# How to Integrate trivial products of DiracDelta

A long while ago I was able to integrate with Mathematica: $$\int_0^1 \delta(1-x)\delta(x) f(x) \,dx = 0$$ using Integrate[DiracDelta[1-x] DiracDelta[x] f[x], {x, 0, 1}]. Now, it just returns unevaluated. What can I do to make it integrate it?

• don't we need to make some assumption on f to eval this? Suppose f[x]=1/(DiracDelta[1 - x] DiracDelta[x]) Mar 14, 2015 at 15:54

You can split up the interval of integration:

Integrate[DiracDelta[1 - x] DiracDelta[x] f[x], {x, 0, 1/2, 1}]
(*  0  *)


Still, it seems a bit inconvenient.

• I cannot locate any documentation on splitting up the interval of integration. Can you please provide a reference/link to this feature. Thanks. Mar 15, 2015 at 4:08
• @BobHanlon I can't remember how I knew this. You can find an example in the docs for Integrate (search for "contour"). See also mathematica.stackexchange.com/q/20300. Mar 15, 2015 at 12:36

With v10.0.2 it appears to work only for infinite bounds or using NIntegrate

\$Version


"10.0 for Mac OS X x86 (64-bit) (December 4, 2014)"

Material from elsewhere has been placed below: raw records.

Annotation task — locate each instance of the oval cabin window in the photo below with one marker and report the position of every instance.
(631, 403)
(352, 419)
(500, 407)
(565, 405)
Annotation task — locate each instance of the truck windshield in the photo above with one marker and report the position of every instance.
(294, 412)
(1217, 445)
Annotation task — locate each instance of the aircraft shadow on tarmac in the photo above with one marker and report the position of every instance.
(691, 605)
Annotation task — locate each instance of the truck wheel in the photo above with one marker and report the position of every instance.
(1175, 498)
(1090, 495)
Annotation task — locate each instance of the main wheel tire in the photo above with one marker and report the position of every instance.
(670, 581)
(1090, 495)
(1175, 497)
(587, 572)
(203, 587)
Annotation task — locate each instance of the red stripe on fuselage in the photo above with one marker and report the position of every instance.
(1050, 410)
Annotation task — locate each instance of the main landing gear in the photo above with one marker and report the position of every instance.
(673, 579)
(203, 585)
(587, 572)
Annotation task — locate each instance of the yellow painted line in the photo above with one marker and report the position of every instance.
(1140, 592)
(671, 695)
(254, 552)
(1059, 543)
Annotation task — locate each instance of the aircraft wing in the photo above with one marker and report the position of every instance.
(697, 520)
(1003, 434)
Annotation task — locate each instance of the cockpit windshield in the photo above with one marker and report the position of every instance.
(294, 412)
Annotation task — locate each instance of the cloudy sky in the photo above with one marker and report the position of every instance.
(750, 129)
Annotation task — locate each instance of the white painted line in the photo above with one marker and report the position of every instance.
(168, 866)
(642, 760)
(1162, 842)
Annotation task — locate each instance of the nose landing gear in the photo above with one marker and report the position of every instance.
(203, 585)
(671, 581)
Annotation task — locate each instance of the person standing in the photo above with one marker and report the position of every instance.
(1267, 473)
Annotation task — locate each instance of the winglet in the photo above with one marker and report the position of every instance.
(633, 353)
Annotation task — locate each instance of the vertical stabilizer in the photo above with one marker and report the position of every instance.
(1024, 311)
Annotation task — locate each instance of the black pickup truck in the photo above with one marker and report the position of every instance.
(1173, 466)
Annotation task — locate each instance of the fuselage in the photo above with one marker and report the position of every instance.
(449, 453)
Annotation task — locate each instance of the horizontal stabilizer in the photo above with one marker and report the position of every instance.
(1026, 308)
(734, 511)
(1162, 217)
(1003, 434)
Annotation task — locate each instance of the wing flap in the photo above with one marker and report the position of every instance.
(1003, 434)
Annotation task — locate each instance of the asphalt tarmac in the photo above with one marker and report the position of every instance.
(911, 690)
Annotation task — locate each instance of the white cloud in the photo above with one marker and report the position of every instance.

Integrate[DiracDelta[1 - x] DiracDelta[x] f[x], {x, -Infinity, Infinity}]


0

Integrate[DiracDelta[x, 1 - x]  f[x], {x, -Infinity, Infinity}]


0

NIntegrate[DiracDelta[1 - x] DiracDelta[x] f[x], {x, 0, 1}, AccuracyGoal -> 5]


0.

NIntegrate[DiracDelta[x, 1 - x]  f[x], {x, 0, 1}, AccuracyGoal -> 5]


0.

Indeed, the integral should give zero even with finite bounds. This workaround seems to give the desired result:

Limit[
Integrate[
DiracDelta[1 - x] DiracDelta[x] f[x], {x, ϵ, 1}], ϵ -> 0]

(* ==> 0 *)


But it works only because it effectively cuts off the lower bound and thus the lower delta function.